From Jerome Okolo
Following the Islamist assassination of the Russian Ambassador to Turkey, what are the likely scenarios – in my own analysis?
1. There won’t be a significant deterioration of Russia-Turkey relations as an immediate effect.
2. Russia knows where the immediate threats emanate from, and the policy is quite straightforward: Drain the swamps and the crocs will die off. The terrorists now massing in Idlib province and Southern Syria will hear from the legitimate Government of Syria aided by the Iranians, Russians and Kurds. The new US administration will not hamper this work – as not even they want the black flagged terror surviving and spreading.
3. Punishment for such a crime as assassination of an ambassador in International Relations is inevitable, but this is not the same type of event as the assassination Archduke Franz Ferdinand of Austria and his wife Sophie, Duchess of Hohenberg, in June 1914 in Sarajevo. Russia’s response will be an exact copy of Yuri Andropov’s punishment for Hezbollah terrorists who killed Russians after a botched escape attempt from their kidnappers in Beirut about 35 years ago. Andropov wrote his resolution in the margins of the ГРУ report: “наказать по Восточному” (punish them in the Oriental way), which meant that the accomplices, brothers and cousins were hunted for many years and individually eliminated. The Turkish assassin’s friends and cousins should make peace with their maker and prepare to go and meet him. Nothing will change this.
4. Longer term, Russia’s relations with secular Turkey will never be perfect but always better than relations with Saudi Arabia with its dangerous Wahhabism. Russia will use minor partners – the Kurds, Armenians, and other Turkish minorities to create “geopolitical shocks” within Turkey and keep it in check.

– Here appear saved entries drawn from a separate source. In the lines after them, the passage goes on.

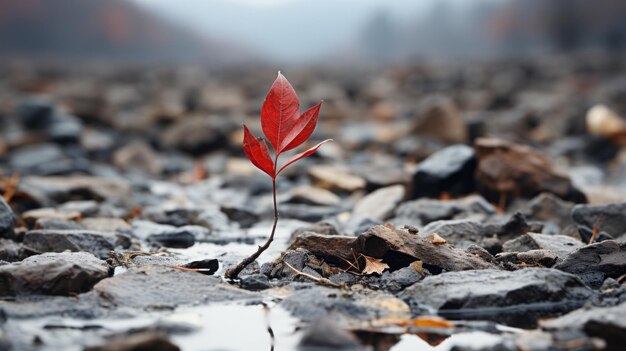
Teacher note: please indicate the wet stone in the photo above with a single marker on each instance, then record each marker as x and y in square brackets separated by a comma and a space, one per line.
[514, 170]
[424, 211]
[449, 170]
[609, 218]
[52, 274]
[516, 298]
[255, 282]
[162, 287]
[98, 243]
[169, 236]
[310, 303]
[379, 204]
[335, 179]
[7, 220]
[325, 334]
[561, 245]
[608, 323]
[134, 342]
[596, 262]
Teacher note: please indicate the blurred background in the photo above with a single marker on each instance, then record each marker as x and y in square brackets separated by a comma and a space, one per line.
[161, 87]
[215, 32]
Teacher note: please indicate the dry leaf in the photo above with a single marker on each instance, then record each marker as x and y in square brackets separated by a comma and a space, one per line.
[438, 240]
[374, 265]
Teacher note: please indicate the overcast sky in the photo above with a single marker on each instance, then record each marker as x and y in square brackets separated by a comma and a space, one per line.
[288, 30]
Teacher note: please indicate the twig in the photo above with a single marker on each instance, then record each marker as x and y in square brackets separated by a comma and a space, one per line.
[317, 279]
[232, 273]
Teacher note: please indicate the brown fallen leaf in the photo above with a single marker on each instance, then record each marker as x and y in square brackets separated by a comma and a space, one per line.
[374, 265]
[438, 240]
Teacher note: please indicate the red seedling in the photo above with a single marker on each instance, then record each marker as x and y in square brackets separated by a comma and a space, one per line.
[285, 129]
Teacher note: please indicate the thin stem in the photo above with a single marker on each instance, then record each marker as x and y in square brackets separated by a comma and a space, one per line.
[232, 273]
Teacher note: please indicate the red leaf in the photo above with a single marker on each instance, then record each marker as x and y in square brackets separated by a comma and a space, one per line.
[257, 152]
[279, 113]
[303, 128]
[302, 155]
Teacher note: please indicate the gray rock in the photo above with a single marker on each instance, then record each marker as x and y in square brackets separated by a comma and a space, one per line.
[608, 323]
[547, 207]
[52, 274]
[596, 262]
[561, 245]
[401, 278]
[325, 334]
[609, 218]
[317, 302]
[166, 235]
[399, 248]
[148, 340]
[424, 211]
[449, 170]
[461, 233]
[7, 220]
[518, 297]
[255, 282]
[313, 196]
[379, 204]
[98, 243]
[37, 306]
[162, 287]
[343, 278]
[11, 251]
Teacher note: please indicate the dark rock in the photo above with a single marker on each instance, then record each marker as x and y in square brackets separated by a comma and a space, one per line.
[607, 323]
[208, 266]
[137, 342]
[64, 128]
[35, 113]
[7, 220]
[255, 282]
[511, 170]
[608, 218]
[424, 211]
[547, 207]
[398, 248]
[335, 179]
[449, 170]
[343, 278]
[596, 262]
[37, 306]
[324, 246]
[531, 258]
[244, 215]
[438, 117]
[169, 236]
[138, 155]
[10, 251]
[379, 204]
[517, 298]
[325, 334]
[98, 243]
[316, 302]
[63, 189]
[57, 224]
[162, 287]
[461, 233]
[561, 245]
[401, 278]
[313, 196]
[52, 274]
[323, 228]
[197, 135]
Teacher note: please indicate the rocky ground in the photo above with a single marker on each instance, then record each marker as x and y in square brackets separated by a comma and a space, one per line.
[474, 207]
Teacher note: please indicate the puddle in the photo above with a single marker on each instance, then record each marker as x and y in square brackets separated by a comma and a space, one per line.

On Saudi Arabia, once the Saudis bank the money realised from selling off Aramco and oil continues to decline, more people will realise that Saudi Arabia cannot be a viable State long term. If Turkey is friendly with Iran and Russia, it will be encouraged to expand downwards to Riyadh. If not, a ‘Congolese’ situation will be encouraged in the deserts of Eastern Syria, Northeastern Jordan, Western Iraq and Saudi Arabia. Does America buy this future of the Middle East? Obviously – and watch Exxon Mobil’s moves in the region over the next five years for proof.